On Saturday, the former commander and his fellow veterans were reunited with the Hornet to celebrate the aircraft carrier's 70th anniversary and a new exhibit, "Hornet: Reflections in Time."
The veterans saved their boasts for the vessel, which they said served in some of the country's most critical sea battles.
As the veterans shared their stories, background images from those years flickered on a screen. The photographed men seemed like small black chess pieces compared to the bright gray of the Hornet, built as long as the Titanic and weighing 41,000 tons fully loaded.
Docked at Alameda Point's Pier 3, and a museum of 15 years, it continues to make an impression.
The first thing Kelly Norton thought when she saw the vessel for the first time four years ago as a sea cadet in a youth program: "Wow, I'm going to have to take bigger steps."
The carrier is the eighth Navy ship to bear the name, the first a merchant sloop that set to sea in 1775 during the Revolutionary War.
There may be bigger and newer and fancier carriers than the Hornet, but few vessels have the history and longevity to match.
Originally slated to be named the USS Kearsarge as it was being built, the carrier was named in honor of the USS Hornet (CV-8) after it was lost in October 1942 during the Battle of the Solomon Islands in World War II.

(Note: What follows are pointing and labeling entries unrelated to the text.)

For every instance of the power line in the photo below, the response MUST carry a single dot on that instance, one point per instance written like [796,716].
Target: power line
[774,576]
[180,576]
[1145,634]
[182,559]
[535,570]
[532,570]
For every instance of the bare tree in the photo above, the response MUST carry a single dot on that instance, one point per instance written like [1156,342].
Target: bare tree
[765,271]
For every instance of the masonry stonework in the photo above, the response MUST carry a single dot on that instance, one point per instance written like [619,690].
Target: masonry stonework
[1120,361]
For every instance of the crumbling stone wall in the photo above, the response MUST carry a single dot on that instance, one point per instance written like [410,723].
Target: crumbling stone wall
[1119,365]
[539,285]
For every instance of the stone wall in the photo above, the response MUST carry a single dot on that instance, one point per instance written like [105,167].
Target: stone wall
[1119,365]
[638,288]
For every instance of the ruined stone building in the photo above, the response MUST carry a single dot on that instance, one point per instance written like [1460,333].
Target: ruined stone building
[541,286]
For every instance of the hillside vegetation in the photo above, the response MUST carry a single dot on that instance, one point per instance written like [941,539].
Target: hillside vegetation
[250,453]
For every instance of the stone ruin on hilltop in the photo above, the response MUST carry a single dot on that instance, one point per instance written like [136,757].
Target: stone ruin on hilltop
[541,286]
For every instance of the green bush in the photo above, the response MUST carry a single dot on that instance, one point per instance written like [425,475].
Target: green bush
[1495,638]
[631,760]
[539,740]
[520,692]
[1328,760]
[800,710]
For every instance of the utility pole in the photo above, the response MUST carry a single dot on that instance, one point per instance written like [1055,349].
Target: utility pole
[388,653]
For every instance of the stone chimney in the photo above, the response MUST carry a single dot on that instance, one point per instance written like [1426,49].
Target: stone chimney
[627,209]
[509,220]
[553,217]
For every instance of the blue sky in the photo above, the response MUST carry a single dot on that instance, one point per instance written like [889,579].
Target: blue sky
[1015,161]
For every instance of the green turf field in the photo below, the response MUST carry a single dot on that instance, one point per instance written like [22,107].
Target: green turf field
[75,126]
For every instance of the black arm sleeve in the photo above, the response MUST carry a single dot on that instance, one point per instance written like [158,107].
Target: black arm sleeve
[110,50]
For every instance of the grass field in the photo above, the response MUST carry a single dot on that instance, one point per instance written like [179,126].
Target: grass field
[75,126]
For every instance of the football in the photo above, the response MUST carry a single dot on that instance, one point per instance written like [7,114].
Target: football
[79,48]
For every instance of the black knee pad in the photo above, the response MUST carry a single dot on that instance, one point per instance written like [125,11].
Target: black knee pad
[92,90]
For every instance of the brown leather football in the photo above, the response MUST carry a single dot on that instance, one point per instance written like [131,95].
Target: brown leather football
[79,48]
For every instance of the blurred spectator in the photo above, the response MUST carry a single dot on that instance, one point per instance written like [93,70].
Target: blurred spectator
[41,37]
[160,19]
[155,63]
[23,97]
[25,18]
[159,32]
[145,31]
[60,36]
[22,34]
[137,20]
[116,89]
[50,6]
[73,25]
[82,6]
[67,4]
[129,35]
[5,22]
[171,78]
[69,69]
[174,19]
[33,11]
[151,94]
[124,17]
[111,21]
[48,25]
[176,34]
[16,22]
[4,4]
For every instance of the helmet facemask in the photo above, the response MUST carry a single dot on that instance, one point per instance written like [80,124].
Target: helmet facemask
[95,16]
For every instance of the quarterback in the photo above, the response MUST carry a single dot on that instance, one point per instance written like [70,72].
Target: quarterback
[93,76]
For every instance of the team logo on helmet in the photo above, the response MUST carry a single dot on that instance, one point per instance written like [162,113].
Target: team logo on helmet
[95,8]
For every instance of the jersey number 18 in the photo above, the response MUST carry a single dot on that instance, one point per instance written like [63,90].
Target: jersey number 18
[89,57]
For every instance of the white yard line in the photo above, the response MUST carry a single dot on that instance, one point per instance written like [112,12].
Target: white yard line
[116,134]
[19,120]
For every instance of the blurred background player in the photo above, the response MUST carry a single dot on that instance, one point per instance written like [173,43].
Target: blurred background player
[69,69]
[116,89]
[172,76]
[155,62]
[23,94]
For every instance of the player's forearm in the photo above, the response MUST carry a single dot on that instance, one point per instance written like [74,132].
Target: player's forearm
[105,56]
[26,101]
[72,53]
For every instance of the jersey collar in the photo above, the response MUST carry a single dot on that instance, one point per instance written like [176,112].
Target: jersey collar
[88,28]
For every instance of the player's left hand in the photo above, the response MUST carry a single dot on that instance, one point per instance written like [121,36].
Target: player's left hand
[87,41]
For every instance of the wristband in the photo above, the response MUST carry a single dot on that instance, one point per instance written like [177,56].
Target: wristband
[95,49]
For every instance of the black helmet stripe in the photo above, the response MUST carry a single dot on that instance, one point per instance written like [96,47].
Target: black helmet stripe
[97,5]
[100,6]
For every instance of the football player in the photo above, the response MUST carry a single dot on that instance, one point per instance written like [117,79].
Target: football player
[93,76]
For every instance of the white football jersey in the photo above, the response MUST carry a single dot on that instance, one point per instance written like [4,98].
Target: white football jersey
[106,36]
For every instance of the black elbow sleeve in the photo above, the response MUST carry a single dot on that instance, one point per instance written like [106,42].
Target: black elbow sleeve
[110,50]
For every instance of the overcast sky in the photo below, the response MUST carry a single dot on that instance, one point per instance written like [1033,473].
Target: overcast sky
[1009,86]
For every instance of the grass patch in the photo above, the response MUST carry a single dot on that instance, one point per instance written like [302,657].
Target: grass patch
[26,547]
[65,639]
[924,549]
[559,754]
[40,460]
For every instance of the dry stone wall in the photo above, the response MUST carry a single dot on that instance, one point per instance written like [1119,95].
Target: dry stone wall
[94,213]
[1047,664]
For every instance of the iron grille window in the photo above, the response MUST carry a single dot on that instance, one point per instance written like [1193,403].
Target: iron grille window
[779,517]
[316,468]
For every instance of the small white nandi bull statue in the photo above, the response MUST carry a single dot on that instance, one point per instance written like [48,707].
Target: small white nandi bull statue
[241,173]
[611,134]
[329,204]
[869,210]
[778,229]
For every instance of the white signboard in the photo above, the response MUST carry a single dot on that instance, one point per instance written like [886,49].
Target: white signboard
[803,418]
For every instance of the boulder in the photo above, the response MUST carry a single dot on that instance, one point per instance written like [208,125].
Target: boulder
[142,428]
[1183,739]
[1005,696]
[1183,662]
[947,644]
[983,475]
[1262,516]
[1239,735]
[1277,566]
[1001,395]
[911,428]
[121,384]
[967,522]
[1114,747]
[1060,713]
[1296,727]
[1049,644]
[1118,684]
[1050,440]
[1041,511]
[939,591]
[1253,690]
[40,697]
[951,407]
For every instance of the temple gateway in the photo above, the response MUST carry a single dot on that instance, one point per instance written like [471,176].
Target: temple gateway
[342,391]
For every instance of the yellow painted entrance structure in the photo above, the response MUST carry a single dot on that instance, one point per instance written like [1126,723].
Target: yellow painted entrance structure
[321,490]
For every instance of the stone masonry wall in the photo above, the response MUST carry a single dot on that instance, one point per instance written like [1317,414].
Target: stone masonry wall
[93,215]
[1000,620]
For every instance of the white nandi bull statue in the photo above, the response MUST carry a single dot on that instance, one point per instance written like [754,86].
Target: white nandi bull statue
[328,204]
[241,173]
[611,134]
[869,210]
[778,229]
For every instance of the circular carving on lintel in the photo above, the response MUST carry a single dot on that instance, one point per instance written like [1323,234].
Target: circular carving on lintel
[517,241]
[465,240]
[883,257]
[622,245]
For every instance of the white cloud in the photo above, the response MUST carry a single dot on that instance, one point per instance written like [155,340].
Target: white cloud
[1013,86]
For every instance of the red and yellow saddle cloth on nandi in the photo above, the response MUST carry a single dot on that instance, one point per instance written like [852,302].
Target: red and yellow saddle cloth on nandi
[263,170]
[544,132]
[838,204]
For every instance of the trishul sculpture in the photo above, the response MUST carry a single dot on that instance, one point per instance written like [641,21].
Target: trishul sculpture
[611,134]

The Hornet continued its service as a goodwill messenger in the 1950s, then the Vietnam War.
Then, like a nautical Zelig who appears amid important moments in history, the carrier helped recover Neil Armstrong, Buzz Aldrin and Michael Collins after they splashed down in the Pacific Ocean following the first lunar landing in July 1969.
It was also the carrier sent to recover Richard Gordon and fellow astronauts Alan Bean and Charles "Pete" Conrad after the second Moon landing in November 1969.
The vessel's final cruise was in 1970 after the government had the USS Hornet decommissioned. It barely survived a San Francisco scrapyard, retired Capt. Gerald Lutz said.
However, it took suing the Navy to spare it.
"But it was really a mess," said Eldon Brodie, a World War II veteran from San Leandro, about the state of the Hornet before restoration began.
The National Park Service designated ¿the ship as a national historic landmark in 1991, which paved the way to becoming a public museum seven years later.
"Every day," said Joe Holt, a former Marine who was on board during the July 1969 Apollo 11 recovery, "I can't believe how much work has been done on this ship."